Tuz Yüklü Eşek
Tuz Yüklü Eşşek
Bir seyyar satıcı, tuzun deniz kenarında daha ucuza satıldığını öğrenince gitti ve oradan çokça tuz satın aldı. Aldığı tuzları eşeğine yükleyerek yola koyuldu. Tuz yükü çok ağır olduğundan eşek güçlükle yürüyebiliyordu. Olacak bu ya, ırmak kenarındaki bir patikadan geçerken eşeğin ayağı kaydı ve üzerindeki tuz çuvalları ile birlikte suya düştü.
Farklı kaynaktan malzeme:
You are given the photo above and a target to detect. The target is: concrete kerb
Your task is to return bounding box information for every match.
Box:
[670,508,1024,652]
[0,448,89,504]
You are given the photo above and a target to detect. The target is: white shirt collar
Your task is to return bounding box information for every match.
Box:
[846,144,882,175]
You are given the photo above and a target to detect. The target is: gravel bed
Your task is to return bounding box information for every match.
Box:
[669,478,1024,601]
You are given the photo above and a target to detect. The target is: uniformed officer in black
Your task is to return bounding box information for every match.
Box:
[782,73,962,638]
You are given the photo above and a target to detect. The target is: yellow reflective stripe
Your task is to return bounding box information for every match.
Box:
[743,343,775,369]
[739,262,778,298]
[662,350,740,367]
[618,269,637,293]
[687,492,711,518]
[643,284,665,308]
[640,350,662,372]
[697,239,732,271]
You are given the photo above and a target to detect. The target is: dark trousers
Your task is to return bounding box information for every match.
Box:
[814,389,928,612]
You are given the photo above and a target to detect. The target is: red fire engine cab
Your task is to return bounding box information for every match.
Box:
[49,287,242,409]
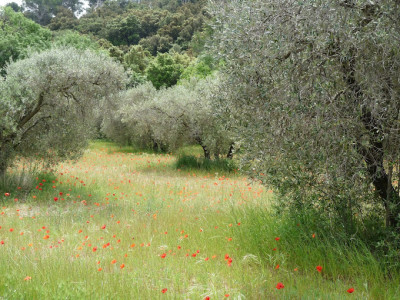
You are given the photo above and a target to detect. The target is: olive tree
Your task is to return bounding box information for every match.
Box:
[103,78,233,159]
[0,48,126,175]
[211,0,400,228]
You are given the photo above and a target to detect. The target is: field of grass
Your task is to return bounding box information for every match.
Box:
[0,142,400,299]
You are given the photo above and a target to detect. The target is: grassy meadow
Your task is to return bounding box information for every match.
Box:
[0,142,400,299]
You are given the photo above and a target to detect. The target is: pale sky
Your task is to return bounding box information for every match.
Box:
[0,0,89,17]
[0,0,22,6]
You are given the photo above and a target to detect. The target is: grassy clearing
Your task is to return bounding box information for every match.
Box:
[0,142,400,299]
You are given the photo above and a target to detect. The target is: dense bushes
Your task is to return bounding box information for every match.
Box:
[212,0,400,234]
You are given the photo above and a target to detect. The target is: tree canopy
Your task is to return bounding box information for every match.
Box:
[0,48,125,174]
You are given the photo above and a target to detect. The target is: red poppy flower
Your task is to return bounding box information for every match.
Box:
[276,282,285,290]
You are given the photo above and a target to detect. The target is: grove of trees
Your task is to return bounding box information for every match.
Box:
[0,0,400,254]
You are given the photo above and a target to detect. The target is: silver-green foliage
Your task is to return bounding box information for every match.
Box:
[103,78,231,156]
[211,0,400,230]
[0,48,126,172]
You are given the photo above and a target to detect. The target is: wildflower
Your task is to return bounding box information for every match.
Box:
[276,282,285,290]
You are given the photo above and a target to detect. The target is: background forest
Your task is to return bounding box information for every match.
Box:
[0,0,400,299]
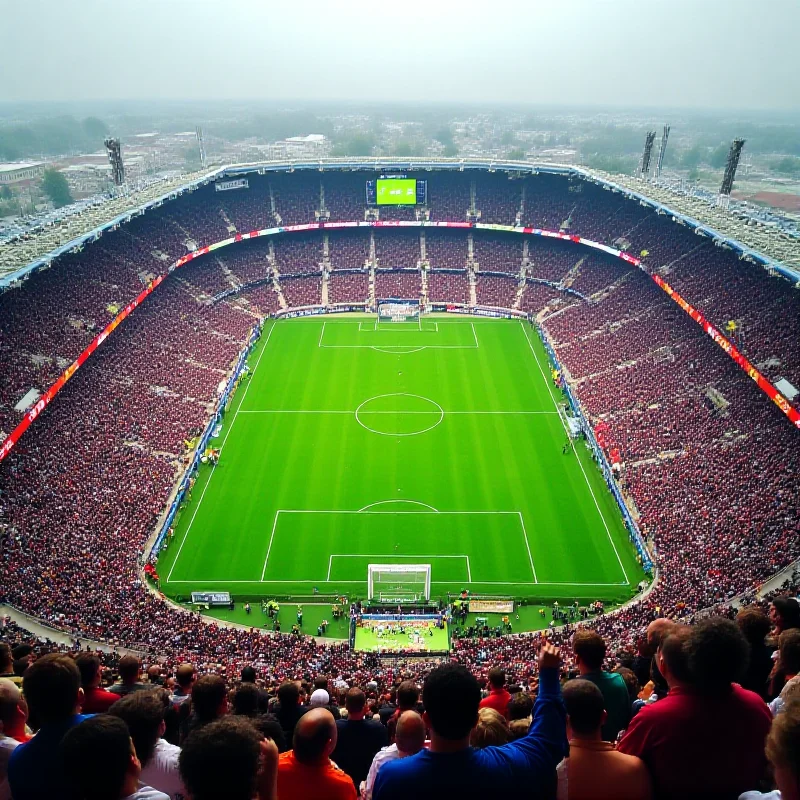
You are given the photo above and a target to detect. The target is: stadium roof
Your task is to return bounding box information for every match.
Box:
[0,158,800,290]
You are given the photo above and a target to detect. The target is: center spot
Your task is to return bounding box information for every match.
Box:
[356,392,444,436]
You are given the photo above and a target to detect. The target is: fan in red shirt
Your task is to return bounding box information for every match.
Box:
[75,653,119,714]
[480,667,511,719]
[617,617,771,800]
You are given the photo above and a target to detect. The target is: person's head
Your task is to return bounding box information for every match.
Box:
[192,673,228,722]
[175,662,197,692]
[108,690,166,767]
[654,625,691,688]
[59,714,142,800]
[572,628,606,672]
[685,617,750,694]
[394,711,425,757]
[469,708,511,750]
[422,663,481,746]
[736,606,772,647]
[292,708,337,765]
[488,667,506,689]
[769,597,800,633]
[232,683,258,717]
[0,678,28,738]
[22,653,83,725]
[778,628,800,675]
[563,678,608,739]
[344,686,367,720]
[75,653,101,689]
[397,681,419,711]
[766,700,800,800]
[508,692,533,722]
[178,717,262,800]
[278,681,300,710]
Tuz suda ıslanınca hemencecik eriyiverdi ve eşeğin yükü hafifledi. Bu düşüşten kârlı çıkan eşek, sahibinin üzülmesine aldırış etmeden hoplaya zıplaya yoluna devam etti.
Satıcı birkaç gün sonra tuz almak için tekrar deniz kenarına gitti. Önceki tuz suda eridiği için zarar etmişti. Zararını kapatmak için bu defa daha fazla tuz aldı. Bu kadar ağır yükün altında eşek zorlukla yürüyordu.
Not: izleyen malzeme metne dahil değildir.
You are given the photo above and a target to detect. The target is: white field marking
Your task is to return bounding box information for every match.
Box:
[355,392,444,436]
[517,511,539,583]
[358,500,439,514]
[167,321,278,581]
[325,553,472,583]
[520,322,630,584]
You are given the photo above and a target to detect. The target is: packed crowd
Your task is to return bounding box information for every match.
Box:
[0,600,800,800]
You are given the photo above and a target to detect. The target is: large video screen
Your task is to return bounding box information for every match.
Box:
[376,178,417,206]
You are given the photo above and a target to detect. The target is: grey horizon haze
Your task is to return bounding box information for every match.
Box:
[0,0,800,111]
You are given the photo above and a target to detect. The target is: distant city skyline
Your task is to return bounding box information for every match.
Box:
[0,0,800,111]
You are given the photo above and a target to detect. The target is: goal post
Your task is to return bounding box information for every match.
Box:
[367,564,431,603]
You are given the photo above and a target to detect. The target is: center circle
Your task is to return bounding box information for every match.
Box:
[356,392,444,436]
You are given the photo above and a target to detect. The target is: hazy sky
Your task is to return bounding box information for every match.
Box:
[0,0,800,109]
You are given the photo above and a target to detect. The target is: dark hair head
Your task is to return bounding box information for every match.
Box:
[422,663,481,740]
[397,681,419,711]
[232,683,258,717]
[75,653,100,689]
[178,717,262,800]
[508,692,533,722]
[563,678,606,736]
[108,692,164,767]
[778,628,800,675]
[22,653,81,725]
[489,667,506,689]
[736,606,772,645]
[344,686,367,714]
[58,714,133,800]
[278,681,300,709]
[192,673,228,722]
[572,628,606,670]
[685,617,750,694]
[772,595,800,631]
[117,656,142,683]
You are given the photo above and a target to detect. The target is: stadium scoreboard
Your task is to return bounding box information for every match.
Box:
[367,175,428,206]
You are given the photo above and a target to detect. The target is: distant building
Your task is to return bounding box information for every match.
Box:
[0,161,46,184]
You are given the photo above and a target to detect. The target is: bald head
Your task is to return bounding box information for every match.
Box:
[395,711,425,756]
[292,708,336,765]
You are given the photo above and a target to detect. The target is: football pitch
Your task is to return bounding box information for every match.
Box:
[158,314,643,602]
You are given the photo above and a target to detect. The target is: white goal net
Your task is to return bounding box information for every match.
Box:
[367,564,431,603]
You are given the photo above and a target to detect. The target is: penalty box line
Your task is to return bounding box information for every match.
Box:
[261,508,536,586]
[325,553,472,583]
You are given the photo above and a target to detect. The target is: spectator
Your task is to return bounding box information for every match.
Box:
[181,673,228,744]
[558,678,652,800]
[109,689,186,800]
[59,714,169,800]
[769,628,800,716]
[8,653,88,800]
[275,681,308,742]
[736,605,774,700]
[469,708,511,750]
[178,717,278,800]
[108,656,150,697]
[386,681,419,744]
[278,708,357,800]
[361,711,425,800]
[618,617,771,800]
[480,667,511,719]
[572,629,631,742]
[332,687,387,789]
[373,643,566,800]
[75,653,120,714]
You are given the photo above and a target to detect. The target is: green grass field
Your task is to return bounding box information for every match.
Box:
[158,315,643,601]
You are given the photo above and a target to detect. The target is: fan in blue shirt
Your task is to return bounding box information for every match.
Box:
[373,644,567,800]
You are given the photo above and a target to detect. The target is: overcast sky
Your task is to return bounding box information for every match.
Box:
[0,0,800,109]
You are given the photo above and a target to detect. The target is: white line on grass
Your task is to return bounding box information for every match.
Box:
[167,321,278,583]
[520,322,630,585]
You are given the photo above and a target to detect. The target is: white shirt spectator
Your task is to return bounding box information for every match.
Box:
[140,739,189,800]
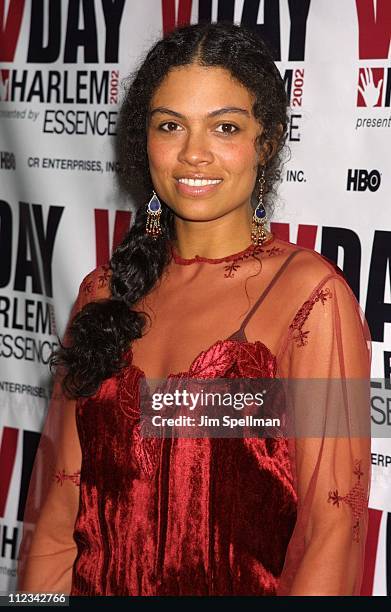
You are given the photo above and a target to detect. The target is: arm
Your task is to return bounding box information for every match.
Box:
[280,275,371,595]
Yine aynı patikadan geçerken eşeğin aklına önceki olay geldi ve yalancıktan tökezleyip kendini tekrar suya attı. Tuzlar suda eridiği için eşşek yine yükünden kurtuldu.
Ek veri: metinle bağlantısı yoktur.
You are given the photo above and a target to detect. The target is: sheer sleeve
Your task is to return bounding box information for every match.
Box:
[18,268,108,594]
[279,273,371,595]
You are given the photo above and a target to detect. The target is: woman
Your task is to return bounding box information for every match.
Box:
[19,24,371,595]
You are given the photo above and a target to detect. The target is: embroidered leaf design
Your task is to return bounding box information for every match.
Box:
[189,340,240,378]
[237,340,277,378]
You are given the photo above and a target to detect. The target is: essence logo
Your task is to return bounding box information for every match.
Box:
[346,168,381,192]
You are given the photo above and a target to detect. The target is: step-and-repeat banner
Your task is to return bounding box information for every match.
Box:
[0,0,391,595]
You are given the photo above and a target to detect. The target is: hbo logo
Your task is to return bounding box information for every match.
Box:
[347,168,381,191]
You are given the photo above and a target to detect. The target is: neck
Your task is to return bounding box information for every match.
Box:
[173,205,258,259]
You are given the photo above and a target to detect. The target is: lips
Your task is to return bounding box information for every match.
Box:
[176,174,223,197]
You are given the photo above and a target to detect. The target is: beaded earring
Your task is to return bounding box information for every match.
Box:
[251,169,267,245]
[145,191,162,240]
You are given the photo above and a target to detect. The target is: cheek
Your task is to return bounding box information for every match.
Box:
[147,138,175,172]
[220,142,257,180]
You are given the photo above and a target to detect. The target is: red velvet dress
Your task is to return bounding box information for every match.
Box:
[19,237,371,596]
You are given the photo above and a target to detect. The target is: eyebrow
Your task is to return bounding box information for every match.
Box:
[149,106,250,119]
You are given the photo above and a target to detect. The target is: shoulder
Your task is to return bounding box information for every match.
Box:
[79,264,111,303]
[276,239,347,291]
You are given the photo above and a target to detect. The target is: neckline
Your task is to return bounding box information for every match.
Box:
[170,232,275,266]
Para kazanacağı yerde zarar eden adam, bu kurnazlığı yenmek için bir çare buldu. İki gün sonra yine eşeğini önüne katarak deniz kenarına gitti ve bu defa sünger aldı. Sünger tuz kadar ağır değildi ama önceki kurnazlıkları eşeğin hoşuna gitmişti. Yine aynı patikadan geçerken yalancıktan tökezleyip kendini suya attı. Bu sefer kurnazlığı bir işe yaramamıştı. Yükü hafifleyeceği yerde daha da ağırlaşmıştı. Sudan çıkıp da yola koyulduğunda ağır yükün altında kulakları düşmüş boynu bükülmüştü, beli nerede ise yere yapışacak haldeydi.